Sunday at Mt. Zion, the choir sang and I added my bass to the foundation, and the sound rose through the sanctuary the way smoke rises through the air — upward, always upward, seeking something higher than itself. After church, I drove to Whitehaven or I called Mama or I sat in the backyard and thought about the things I always think about: family, fire, food, and the faith that holds them all together. The week was done. The next one was coming. And I would show up for it, as I show up for everything, because showing up is the only skill I have that never fails.
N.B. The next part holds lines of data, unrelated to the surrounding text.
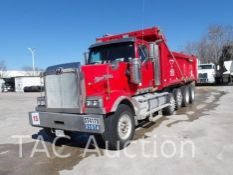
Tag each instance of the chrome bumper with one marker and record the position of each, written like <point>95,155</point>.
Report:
<point>68,122</point>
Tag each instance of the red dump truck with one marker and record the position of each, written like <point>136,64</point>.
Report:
<point>126,79</point>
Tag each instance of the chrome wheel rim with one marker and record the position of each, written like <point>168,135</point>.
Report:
<point>172,104</point>
<point>179,98</point>
<point>193,94</point>
<point>187,96</point>
<point>124,127</point>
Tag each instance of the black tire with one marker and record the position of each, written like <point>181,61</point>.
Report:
<point>185,94</point>
<point>191,93</point>
<point>113,135</point>
<point>169,110</point>
<point>49,132</point>
<point>178,97</point>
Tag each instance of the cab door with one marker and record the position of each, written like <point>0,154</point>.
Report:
<point>146,67</point>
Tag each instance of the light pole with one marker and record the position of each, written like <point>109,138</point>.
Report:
<point>32,50</point>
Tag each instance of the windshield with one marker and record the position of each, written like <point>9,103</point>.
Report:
<point>205,67</point>
<point>111,52</point>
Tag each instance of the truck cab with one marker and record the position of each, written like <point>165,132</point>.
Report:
<point>126,78</point>
<point>206,73</point>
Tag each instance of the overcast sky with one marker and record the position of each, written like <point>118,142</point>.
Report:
<point>61,30</point>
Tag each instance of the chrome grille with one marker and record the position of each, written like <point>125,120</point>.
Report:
<point>62,90</point>
<point>202,75</point>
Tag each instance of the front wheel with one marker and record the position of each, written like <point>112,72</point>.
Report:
<point>119,128</point>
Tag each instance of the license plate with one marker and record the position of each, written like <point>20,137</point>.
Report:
<point>35,118</point>
<point>92,123</point>
<point>59,133</point>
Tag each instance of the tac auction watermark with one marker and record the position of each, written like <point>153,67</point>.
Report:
<point>155,147</point>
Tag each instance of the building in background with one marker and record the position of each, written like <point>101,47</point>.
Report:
<point>17,80</point>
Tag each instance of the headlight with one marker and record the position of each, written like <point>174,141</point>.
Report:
<point>41,101</point>
<point>94,103</point>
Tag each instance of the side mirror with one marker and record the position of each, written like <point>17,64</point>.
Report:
<point>86,56</point>
<point>135,71</point>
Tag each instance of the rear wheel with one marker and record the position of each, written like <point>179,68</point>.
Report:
<point>119,128</point>
<point>185,94</point>
<point>169,110</point>
<point>191,93</point>
<point>178,97</point>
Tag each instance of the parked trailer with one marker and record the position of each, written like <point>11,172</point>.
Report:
<point>126,78</point>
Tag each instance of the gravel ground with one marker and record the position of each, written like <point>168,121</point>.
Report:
<point>159,147</point>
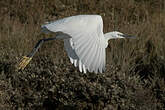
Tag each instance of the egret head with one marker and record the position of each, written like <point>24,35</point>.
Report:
<point>117,34</point>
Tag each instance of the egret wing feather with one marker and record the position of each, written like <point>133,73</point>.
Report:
<point>87,37</point>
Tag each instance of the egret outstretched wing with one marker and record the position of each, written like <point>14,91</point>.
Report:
<point>87,38</point>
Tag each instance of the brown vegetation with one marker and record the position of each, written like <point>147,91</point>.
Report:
<point>135,75</point>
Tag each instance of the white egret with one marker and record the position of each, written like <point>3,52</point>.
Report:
<point>84,41</point>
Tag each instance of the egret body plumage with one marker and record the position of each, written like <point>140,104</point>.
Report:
<point>84,41</point>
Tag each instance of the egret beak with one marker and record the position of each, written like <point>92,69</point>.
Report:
<point>127,36</point>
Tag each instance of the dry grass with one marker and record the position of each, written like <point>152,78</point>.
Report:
<point>135,73</point>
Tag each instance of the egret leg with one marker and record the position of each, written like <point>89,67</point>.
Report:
<point>26,59</point>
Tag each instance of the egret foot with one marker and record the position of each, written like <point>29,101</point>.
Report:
<point>23,63</point>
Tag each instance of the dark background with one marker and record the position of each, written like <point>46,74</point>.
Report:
<point>135,74</point>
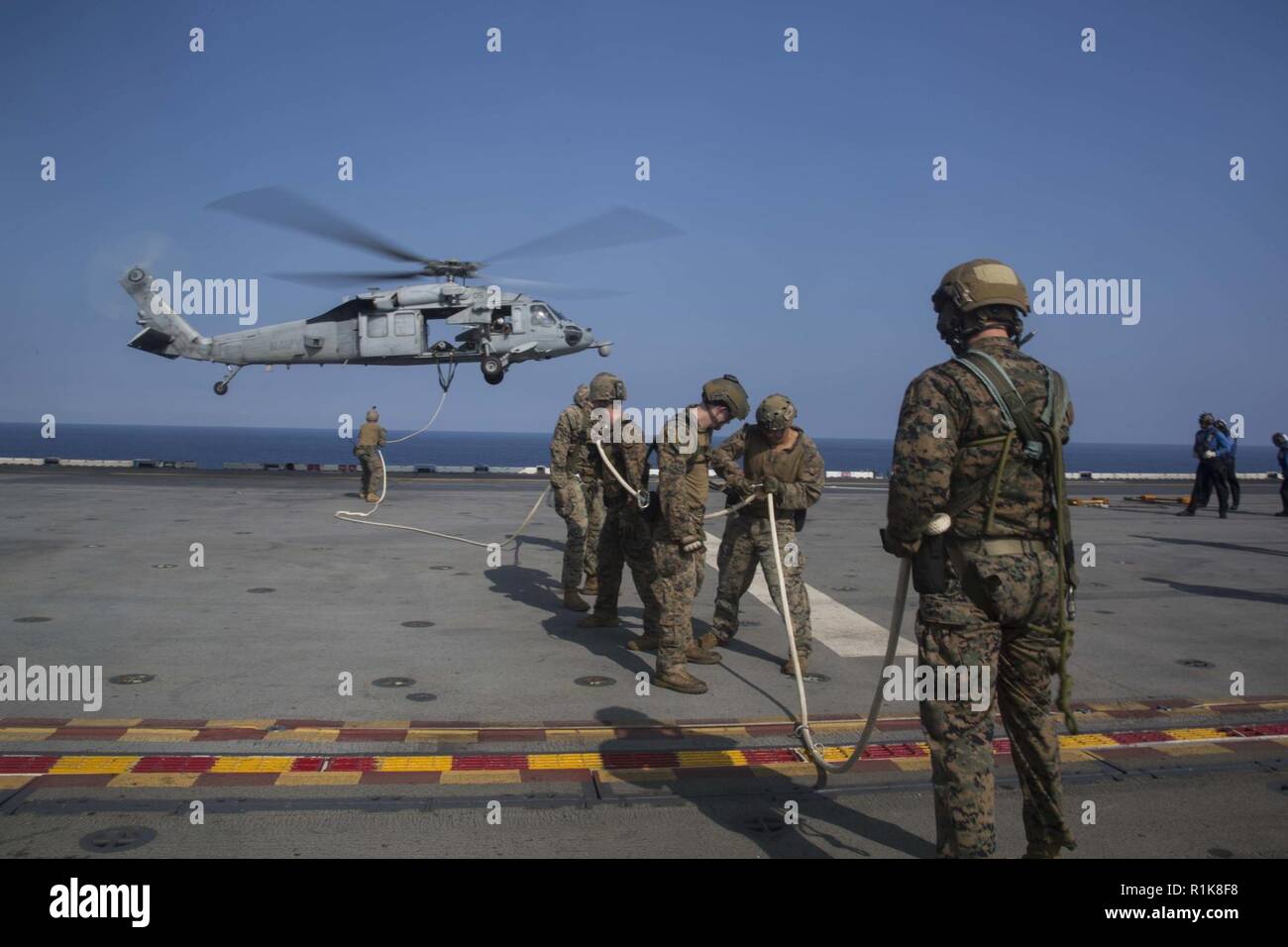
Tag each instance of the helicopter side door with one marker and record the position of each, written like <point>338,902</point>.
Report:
<point>390,334</point>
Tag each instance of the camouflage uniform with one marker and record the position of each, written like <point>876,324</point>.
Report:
<point>372,438</point>
<point>579,499</point>
<point>683,493</point>
<point>747,539</point>
<point>625,538</point>
<point>1000,604</point>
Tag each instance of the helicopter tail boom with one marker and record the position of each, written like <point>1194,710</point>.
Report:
<point>163,331</point>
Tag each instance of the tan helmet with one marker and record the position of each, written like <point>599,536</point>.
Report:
<point>606,386</point>
<point>776,412</point>
<point>982,282</point>
<point>728,390</point>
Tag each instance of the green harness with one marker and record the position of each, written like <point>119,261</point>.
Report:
<point>1042,447</point>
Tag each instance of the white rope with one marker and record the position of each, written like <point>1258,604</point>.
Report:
<point>814,749</point>
<point>361,518</point>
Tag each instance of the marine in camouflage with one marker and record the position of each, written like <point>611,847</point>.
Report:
<point>1001,602</point>
<point>747,540</point>
<point>579,499</point>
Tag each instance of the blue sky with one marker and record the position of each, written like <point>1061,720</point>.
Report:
<point>811,169</point>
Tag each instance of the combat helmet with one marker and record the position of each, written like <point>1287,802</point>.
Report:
<point>728,390</point>
<point>776,412</point>
<point>606,386</point>
<point>975,294</point>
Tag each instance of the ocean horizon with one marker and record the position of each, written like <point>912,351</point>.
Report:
<point>214,446</point>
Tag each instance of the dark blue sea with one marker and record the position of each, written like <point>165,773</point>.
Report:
<point>211,447</point>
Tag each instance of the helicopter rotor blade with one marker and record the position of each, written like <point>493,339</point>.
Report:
<point>616,227</point>
<point>281,208</point>
<point>338,279</point>
<point>552,290</point>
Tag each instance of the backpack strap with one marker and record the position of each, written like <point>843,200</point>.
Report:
<point>1016,411</point>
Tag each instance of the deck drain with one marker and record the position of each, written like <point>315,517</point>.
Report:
<point>764,825</point>
<point>117,839</point>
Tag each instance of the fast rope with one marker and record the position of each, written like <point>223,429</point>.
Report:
<point>642,496</point>
<point>815,750</point>
<point>361,518</point>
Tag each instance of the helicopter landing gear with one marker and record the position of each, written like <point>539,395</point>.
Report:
<point>222,385</point>
<point>493,369</point>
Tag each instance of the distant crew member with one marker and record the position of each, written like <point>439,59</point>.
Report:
<point>1211,447</point>
<point>784,459</point>
<point>980,438</point>
<point>1280,441</point>
<point>372,438</point>
<point>684,450</point>
<point>1232,478</point>
<point>579,499</point>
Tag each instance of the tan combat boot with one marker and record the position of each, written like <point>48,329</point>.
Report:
<point>574,602</point>
<point>787,667</point>
<point>700,656</point>
<point>679,680</point>
<point>645,642</point>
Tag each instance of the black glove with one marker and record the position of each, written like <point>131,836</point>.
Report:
<point>905,551</point>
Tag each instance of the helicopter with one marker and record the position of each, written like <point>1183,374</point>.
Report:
<point>493,328</point>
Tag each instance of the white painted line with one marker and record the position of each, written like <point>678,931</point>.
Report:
<point>836,626</point>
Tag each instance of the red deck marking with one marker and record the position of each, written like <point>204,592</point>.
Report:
<point>26,764</point>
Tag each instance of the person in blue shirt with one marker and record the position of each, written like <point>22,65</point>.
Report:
<point>1229,463</point>
<point>1211,447</point>
<point>1282,444</point>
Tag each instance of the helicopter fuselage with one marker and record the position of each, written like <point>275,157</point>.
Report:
<point>413,325</point>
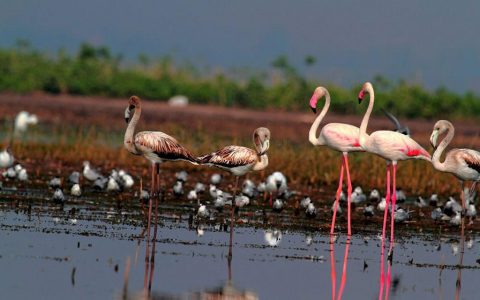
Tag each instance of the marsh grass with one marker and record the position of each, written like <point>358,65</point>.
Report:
<point>58,150</point>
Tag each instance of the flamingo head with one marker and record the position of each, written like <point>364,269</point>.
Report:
<point>439,128</point>
<point>317,94</point>
<point>366,87</point>
<point>133,102</point>
<point>261,139</point>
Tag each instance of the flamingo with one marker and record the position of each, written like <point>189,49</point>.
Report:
<point>240,160</point>
<point>338,136</point>
<point>157,147</point>
<point>392,146</point>
<point>462,163</point>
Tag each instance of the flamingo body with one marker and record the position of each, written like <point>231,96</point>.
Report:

There was no lamb that Easter — not the way I had planned it — but the smoker still burned and the fire still rose, and I found what I needed in something simpler: smoked sausage, pasta, and the kind of quiet that only a man cooking alone on a holy day truly understands. The smoke was already in the air, already in my hands, and this dish let me keep that thread of the sacred without the ceremony. It fed me the way the choir fed the sanctuary — not with complexity, but with presence.

Smoked Sausage With Pasta

Prep Time: 10 minutes | Cook Time: 25 minutes | Total Time: 35 minutes | Servings: 4

Ingredients

  • 1 lb smoked sausage, sliced into 1/4-inch coins
  • 8 oz penne or rotini pasta
  • 1 tablespoon olive oil
  • 1 medium yellow onion, diced
  • 1 green bell pepper, diced
  • 3 cloves garlic, minced
  • 1 can (14.5 oz) diced tomatoes, undrained
  • 1 cup chicken broth
  • 1/2 teaspoon smoked paprika
  • 1/2 teaspoon dried oregano
  • 1/4 teaspoon crushed red pepper flakes (optional)
  • Salt and black pepper to taste
  • 1/4 cup grated Parmesan cheese, for serving
  • Fresh parsley, chopped, for garnish

Instructions

  1. Cook the pasta. Bring a large pot of salted water to a boil. Cook pasta according to package directions until al dente. Drain and set aside.
  2. Brown the sausage. Heat olive oil in a large skillet or cast-iron pan over medium-high heat. Add sausage slices in a single layer and cook 2–3 minutes per side until browned and caramelized. Remove sausage and set aside, leaving drippings in the pan.
  3. Soften the vegetables. In the same skillet, reduce heat to medium. Add onion and bell pepper and cook 4–5 minutes until softened. Add garlic and cook 1 minute more until fragrant.
  4. Build the sauce. Stir in diced tomatoes with their juices, chicken broth, smoked paprika, oregano, and red pepper flakes if using. Season with salt and black pepper. Bring to a gentle simmer.
  5. Combine and finish. Return the browned sausage to the skillet. Add the drained pasta and stir everything together. Simmer 4–5 minutes, stirring occasionally, until the sauce thickens slightly and coats the pasta.
  6. Serve. Ladle into bowls and top with grated Parmesan and fresh parsley. Serve hot.

Nutrition (per serving)

Calories: 520 | Protein: 22g | Fat: 28g | Carbs: 46g | Fiber: 3g | Sodium: 980mg

Earl Johnson
About the cook who shared this
Earl Johnson
Week 191 of Earl’s 30-year story · Memphis, Tennessee
Earl "Big E" Johnson is a sixty-seven-year-old retired postal carrier, a forty-two-year husband, and a Memphis BBQ legend who learned to smoke pork shoulder at his Uncle Clyde's stand when he was eleven years old. He lost his daughter Denise to sickle cell disease at twenty-three, and he honors her every year by smoking her favorite meal on her birthday and setting a plate at the table. His dry rub uses sixteen spices he keeps in a mayonnaise jar. He will not share the recipe. Not even with Rosetta.